The base film of FPC is commonly composed of polyimide (abbreviated as PI) and polyester (PET). The material thickness ranges from 12.5 to 125 micrometers, with 12.5 and 25 micrometers being the most frequently used. When FPC requires soldering at high temperatures, polyimide (PI) is typically chosen, whereas FR4 is commonly used as the substrate for PCBs.
The cover layer of FPC is made from dielectric film, adhesive film, or flexible dielectric coatings to safeguard against contamination, moisture, scratches, etc. The primary material used is also polyimide, with typical thicknesses around 12.5 micrometers.
Designing FPC involves bonding these layers together, requiring the use of FPC adhesive (glue). Flexible boards typically employ adhesives such as acrylic, modified epoxy, phenolic butyral, reinforced plastics, or pressure-sensitive adhesives. In contrast, single-layer FPC does not necessitate adhesive bonding.
1. In many applications, such as welding devices, flexible boards require reinforcements for external support. Common materials include PI or polyester film, glass fiber, polymer materials, steel plate, aluminum plate, etc. PI or polyester film is frequently used for flexible board reinforcement, typically with a thickness of 125μm. Glass fiber (FR4) reinforced boards are harder than PI or polyester and are suitable for more demanding applications.
2. Various methods exist for handling FPC pad relative to PCB pad connections. Common methods include:
1. **Chemical Nickel Gold (ENIG):** Also known as chemical immersion gold or immersion gold. Typically, the electroless nickel layer thickness on the copper metal surface of the PCB ranges from 2.5μm to 5.0μm, and the immersion gold layer (99.9% pure gold) thickness ranges from 0.05μm to 0.1μm. Technical advantages include a smooth surface, long storage time, and ease of soldering, making it suitable for fine-pitch components and thinner PCBs. However, it is not environmentally friendly.
2. **Tin-Lead Electroplating:** Provides flat lead-tin directly on the pad, ensuring good solderability and uniformity. This method is essential for processes like HOTBAR on FPCs. Drawbacks include lead oxidation susceptibility, short storage time, the need for plating line adjustments, and environmental concerns.
3. **Selective Gold Electroplating (SEG):** Involves plating gold selectively on certain PCB areas after applying a nickel layer (2.5μm to 5.0μm thick). The gold layer thickness typically ranges from 0.05μm to 0.1μm. Advantages include enhanced oxidation and wear resistance, making it suitable for components like “Golden Fingers.” However, it poses environmental challenges due to cyanide pollution.
4. **Organic Solderability Protective Layer (OSP):** Covers the bare PCB copper surface with organic substances to achieve a flat surface meeting environmental standards. Suitable for PCBs with fine-pitch components but incompatible with traditional wave soldering and selective wave soldering processes.
5. **Hot Air Leveling (HASL):** Involves covering exposed PCB metal surfaces with a 63/37 lead-tin alloy layer (1μm to 25μm thick). Difficulties include controlling plating layer thickness and land pattern, making it unsuitable for fine-pitch components but suitable for thin FPCs.
3. In design, FPCs often complement PCBs, with various connections such as board-to-board connectors, connectors and golden fingers, HOTBAR, soft and hard bonding boards, and manual soldering employed based on application-specific requirements.
4. Environmental considerations prompt the selection of suitable connection methods, including the determination of whether ESD shielding is necessary based on application demands. When high FPC flexibility isn’t essential, solid copper and thick media suffice, whereas demanding flexibility requires specialized protection.

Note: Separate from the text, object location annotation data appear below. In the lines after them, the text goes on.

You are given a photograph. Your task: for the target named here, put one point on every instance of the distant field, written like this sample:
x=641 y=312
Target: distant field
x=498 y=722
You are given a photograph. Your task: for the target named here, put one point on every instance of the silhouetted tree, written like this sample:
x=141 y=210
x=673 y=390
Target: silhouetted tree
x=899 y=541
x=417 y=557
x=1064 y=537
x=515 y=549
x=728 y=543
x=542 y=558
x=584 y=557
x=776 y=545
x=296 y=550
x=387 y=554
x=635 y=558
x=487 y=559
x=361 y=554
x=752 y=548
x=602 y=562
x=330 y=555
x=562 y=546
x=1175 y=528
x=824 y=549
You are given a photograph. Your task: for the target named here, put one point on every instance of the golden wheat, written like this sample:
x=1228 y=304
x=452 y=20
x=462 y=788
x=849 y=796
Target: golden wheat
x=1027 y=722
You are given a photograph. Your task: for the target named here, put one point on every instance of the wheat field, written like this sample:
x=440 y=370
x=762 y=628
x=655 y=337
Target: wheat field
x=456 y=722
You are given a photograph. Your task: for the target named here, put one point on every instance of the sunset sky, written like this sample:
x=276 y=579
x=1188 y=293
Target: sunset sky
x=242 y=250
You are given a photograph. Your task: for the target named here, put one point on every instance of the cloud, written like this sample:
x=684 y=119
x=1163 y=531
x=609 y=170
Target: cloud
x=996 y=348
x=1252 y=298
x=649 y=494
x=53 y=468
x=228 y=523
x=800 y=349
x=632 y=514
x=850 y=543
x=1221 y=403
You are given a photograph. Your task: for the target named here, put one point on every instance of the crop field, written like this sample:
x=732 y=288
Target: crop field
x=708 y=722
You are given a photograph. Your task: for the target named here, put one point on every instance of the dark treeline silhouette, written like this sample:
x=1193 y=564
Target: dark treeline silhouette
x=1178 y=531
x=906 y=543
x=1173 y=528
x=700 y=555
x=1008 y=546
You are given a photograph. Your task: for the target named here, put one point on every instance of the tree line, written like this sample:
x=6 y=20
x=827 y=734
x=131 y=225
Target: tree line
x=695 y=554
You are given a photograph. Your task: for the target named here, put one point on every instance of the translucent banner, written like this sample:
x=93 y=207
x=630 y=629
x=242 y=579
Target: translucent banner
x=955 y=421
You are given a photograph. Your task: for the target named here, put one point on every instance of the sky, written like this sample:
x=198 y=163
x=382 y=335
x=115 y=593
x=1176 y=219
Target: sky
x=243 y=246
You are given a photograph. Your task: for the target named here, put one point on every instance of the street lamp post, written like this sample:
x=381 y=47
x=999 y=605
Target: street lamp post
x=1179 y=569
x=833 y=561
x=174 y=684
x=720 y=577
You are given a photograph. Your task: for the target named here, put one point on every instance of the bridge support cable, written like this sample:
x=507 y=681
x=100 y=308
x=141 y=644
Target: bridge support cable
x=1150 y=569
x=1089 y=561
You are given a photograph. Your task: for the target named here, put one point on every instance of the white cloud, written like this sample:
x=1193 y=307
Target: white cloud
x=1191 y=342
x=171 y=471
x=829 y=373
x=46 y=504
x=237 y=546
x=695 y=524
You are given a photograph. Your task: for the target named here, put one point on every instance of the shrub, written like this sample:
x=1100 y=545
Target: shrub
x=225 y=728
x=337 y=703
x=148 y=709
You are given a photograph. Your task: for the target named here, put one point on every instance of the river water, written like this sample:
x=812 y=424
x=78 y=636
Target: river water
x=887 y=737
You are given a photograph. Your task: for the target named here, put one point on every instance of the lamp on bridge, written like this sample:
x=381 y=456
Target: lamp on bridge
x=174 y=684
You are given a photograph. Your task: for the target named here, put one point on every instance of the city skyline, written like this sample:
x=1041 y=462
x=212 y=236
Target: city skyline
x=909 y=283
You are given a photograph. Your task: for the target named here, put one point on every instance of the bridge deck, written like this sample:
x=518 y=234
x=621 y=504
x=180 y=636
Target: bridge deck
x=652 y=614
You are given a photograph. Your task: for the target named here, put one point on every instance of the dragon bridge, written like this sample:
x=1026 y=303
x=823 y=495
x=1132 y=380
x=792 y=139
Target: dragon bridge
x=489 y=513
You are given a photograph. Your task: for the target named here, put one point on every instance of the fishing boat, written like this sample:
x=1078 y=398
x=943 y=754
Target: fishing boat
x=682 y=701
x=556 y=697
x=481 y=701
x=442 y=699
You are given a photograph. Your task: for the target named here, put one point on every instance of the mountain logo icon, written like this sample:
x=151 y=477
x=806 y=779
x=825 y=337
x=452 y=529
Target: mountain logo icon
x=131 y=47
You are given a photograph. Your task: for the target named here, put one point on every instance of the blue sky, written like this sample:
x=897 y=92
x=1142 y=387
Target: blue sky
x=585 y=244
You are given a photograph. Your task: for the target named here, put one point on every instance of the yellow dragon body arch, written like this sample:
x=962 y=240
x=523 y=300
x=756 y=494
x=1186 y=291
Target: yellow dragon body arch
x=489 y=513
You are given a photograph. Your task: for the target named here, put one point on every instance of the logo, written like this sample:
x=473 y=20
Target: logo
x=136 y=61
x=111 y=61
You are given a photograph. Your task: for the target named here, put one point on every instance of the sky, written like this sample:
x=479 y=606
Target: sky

5. Due to FPC softness and susceptibility to pressure-induced damage, specific protective measures are necessary:
1. Ensure a minimum inner corner radius of 1.6mm on flexible profiles to enhance reliability and tear resistance. Adding a reinforcement line near board edges can prevent tearing.
2. Cracks or grooves in FPCs should terminate with round holes of at least 1.5mm in diameter, particularly when adjacent parts of the FPC need separate movement.
3. Opt for a uniform width bending area to enhance flexibility, avoiding variations in FPC width and trace density within bending regions.
4. Stiffeners (also known as stiffener boards) made from materials like PI, polyester, glass fiber, polymer, aluminum, or steel provide crucial external support. Thoughtful design of their placement, size, and material selection significantly reduces the risk of FPC tearing.
5. In multi-layer FPC designs, incorporate air gap layers in areas subject to frequent bending during product use. Using thin PI material enhances FPC flexibility, preventing cracking during repeated bending.
6. Designated double-sided tape fixing areas at joints between golden fingers and connectors help prevent detachment during bending.
7. Include FPC positioning screens at connections with connectors to ensure alignment during assembly and prevent skewing.
These edits aim to clarify and refine the original text while maintaining the integrity of its technical content.